The current project is mainly focussed on the application of liquisolid (LS) technique in the enhancement of dissolution profile of flurbiprofen. Flurbiprofen is a NSAID indicated for acute and chronic osteoarthritis, rheumatoid arthritis and spondylitis. It is selected as model drug as it is a BCS Class II drug and has very poor aqueous solubility of 10.45 ± 3.2μg/ml. Hence, this study was designed to improve the dissolution rate of flurbiprofen using LS technique. Initially, saturation solubility studies were performed to select liquid vehicle showing higher solubility of drug to obtain liquid medication.

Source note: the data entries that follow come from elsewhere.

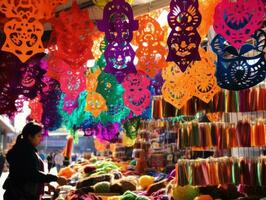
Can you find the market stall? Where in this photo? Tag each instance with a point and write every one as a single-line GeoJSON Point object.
{"type": "Point", "coordinates": [173, 93]}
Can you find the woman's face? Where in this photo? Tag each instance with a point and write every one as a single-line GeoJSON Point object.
{"type": "Point", "coordinates": [36, 139]}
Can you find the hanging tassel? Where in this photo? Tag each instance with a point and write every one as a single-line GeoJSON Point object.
{"type": "Point", "coordinates": [254, 100]}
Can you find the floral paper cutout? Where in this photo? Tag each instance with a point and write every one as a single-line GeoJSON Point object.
{"type": "Point", "coordinates": [243, 68]}
{"type": "Point", "coordinates": [184, 40]}
{"type": "Point", "coordinates": [207, 10]}
{"type": "Point", "coordinates": [198, 80]}
{"type": "Point", "coordinates": [95, 103]}
{"type": "Point", "coordinates": [157, 83]}
{"type": "Point", "coordinates": [119, 59]}
{"type": "Point", "coordinates": [118, 21]}
{"type": "Point", "coordinates": [24, 31]}
{"type": "Point", "coordinates": [75, 46]}
{"type": "Point", "coordinates": [109, 88]}
{"type": "Point", "coordinates": [151, 52]}
{"type": "Point", "coordinates": [36, 109]}
{"type": "Point", "coordinates": [178, 92]}
{"type": "Point", "coordinates": [102, 3]}
{"type": "Point", "coordinates": [203, 76]}
{"type": "Point", "coordinates": [73, 82]}
{"type": "Point", "coordinates": [137, 97]}
{"type": "Point", "coordinates": [237, 21]}
{"type": "Point", "coordinates": [115, 113]}
{"type": "Point", "coordinates": [118, 24]}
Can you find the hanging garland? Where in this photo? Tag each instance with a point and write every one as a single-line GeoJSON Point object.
{"type": "Point", "coordinates": [137, 97]}
{"type": "Point", "coordinates": [118, 24]}
{"type": "Point", "coordinates": [184, 40]}
{"type": "Point", "coordinates": [151, 52]}
{"type": "Point", "coordinates": [198, 80]}
{"type": "Point", "coordinates": [237, 21]}
{"type": "Point", "coordinates": [95, 103]}
{"type": "Point", "coordinates": [24, 31]}
{"type": "Point", "coordinates": [240, 69]}
{"type": "Point", "coordinates": [75, 46]}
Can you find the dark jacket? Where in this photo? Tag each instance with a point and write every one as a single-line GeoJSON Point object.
{"type": "Point", "coordinates": [26, 175]}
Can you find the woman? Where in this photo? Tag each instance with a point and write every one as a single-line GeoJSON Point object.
{"type": "Point", "coordinates": [26, 178]}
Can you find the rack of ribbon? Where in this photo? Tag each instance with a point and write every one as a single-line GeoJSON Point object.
{"type": "Point", "coordinates": [224, 170]}
{"type": "Point", "coordinates": [248, 100]}
{"type": "Point", "coordinates": [221, 135]}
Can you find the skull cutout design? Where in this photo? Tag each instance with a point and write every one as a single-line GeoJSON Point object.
{"type": "Point", "coordinates": [178, 92]}
{"type": "Point", "coordinates": [102, 3]}
{"type": "Point", "coordinates": [118, 21]}
{"type": "Point", "coordinates": [115, 113]}
{"type": "Point", "coordinates": [203, 74]}
{"type": "Point", "coordinates": [7, 100]}
{"type": "Point", "coordinates": [237, 21]}
{"type": "Point", "coordinates": [240, 69]}
{"type": "Point", "coordinates": [70, 103]}
{"type": "Point", "coordinates": [75, 46]}
{"type": "Point", "coordinates": [109, 88]}
{"type": "Point", "coordinates": [95, 103]}
{"type": "Point", "coordinates": [131, 127]}
{"type": "Point", "coordinates": [36, 109]}
{"type": "Point", "coordinates": [109, 132]}
{"type": "Point", "coordinates": [73, 83]}
{"type": "Point", "coordinates": [119, 58]}
{"type": "Point", "coordinates": [24, 31]}
{"type": "Point", "coordinates": [184, 40]}
{"type": "Point", "coordinates": [137, 97]}
{"type": "Point", "coordinates": [30, 76]}
{"type": "Point", "coordinates": [151, 53]}
{"type": "Point", "coordinates": [157, 83]}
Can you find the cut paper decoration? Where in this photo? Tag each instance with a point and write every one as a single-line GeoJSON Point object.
{"type": "Point", "coordinates": [109, 132]}
{"type": "Point", "coordinates": [203, 76]}
{"type": "Point", "coordinates": [198, 80]}
{"type": "Point", "coordinates": [128, 142]}
{"type": "Point", "coordinates": [137, 97]}
{"type": "Point", "coordinates": [24, 31]}
{"type": "Point", "coordinates": [74, 120]}
{"type": "Point", "coordinates": [206, 9]}
{"type": "Point", "coordinates": [97, 49]}
{"type": "Point", "coordinates": [118, 21]}
{"type": "Point", "coordinates": [36, 109]}
{"type": "Point", "coordinates": [184, 40]}
{"type": "Point", "coordinates": [132, 127]}
{"type": "Point", "coordinates": [56, 67]}
{"type": "Point", "coordinates": [102, 3]}
{"type": "Point", "coordinates": [50, 98]}
{"type": "Point", "coordinates": [74, 36]}
{"type": "Point", "coordinates": [171, 72]}
{"type": "Point", "coordinates": [151, 52]}
{"type": "Point", "coordinates": [115, 113]}
{"type": "Point", "coordinates": [156, 84]}
{"type": "Point", "coordinates": [118, 24]}
{"type": "Point", "coordinates": [178, 92]}
{"type": "Point", "coordinates": [119, 57]}
{"type": "Point", "coordinates": [73, 82]}
{"type": "Point", "coordinates": [109, 88]}
{"type": "Point", "coordinates": [237, 21]}
{"type": "Point", "coordinates": [7, 100]}
{"type": "Point", "coordinates": [70, 103]}
{"type": "Point", "coordinates": [24, 78]}
{"type": "Point", "coordinates": [30, 77]}
{"type": "Point", "coordinates": [95, 103]}
{"type": "Point", "coordinates": [243, 68]}
{"type": "Point", "coordinates": [92, 80]}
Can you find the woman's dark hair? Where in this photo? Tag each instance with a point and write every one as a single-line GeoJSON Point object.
{"type": "Point", "coordinates": [30, 129]}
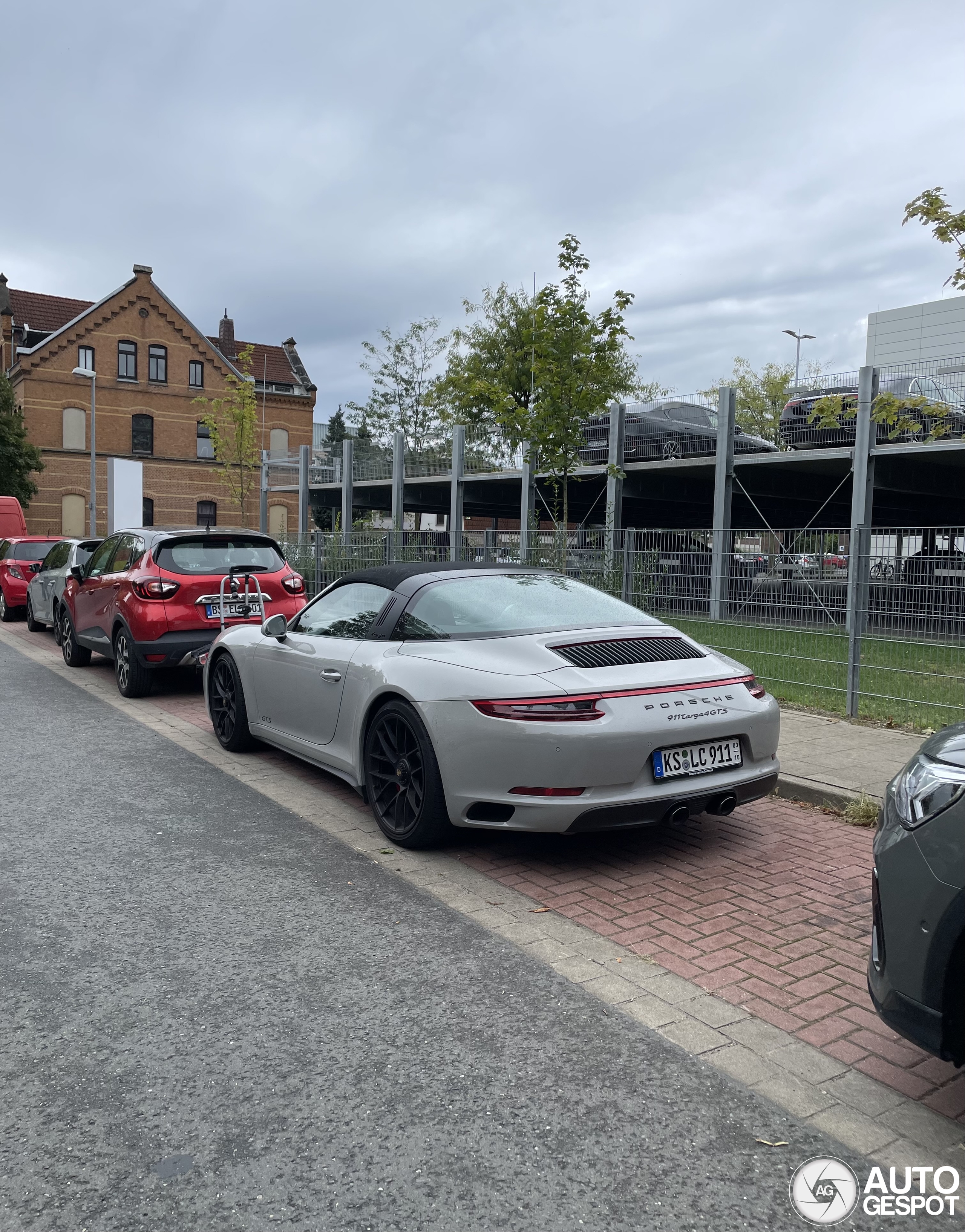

PEG 600 was selected as non-volatile solvent, used at three different drug concentrations of 33.33, 40 and 50 % w/w to form LS formulations. Further, they were converted to powder by means of Avicel PH 102 and Aerosil 200 as carrier and coating materials to prepare LS formulations. Rheological tests were performed for the LS powder systems to study the flow properties. Later, several LS formulations were prepared, encapsulated in hard gelatin capsules. These capsules containing LS systems were subjected to evaluation tests and in vitro drug release studies. The results of dissolution profile of formulation CF3 showed maximum release of 98% within 30 minutes which was two folds higher than that of conventional capsule. FTIR studies revealed no drug-excipient interaction. DSC, SEM and PXRD studies revealed that drug in the system was completely soluble and available in molecularly dispersed state. Finally, it can be concluded that LS technique proved to enhance the dissolution profile of Flurbiprofen.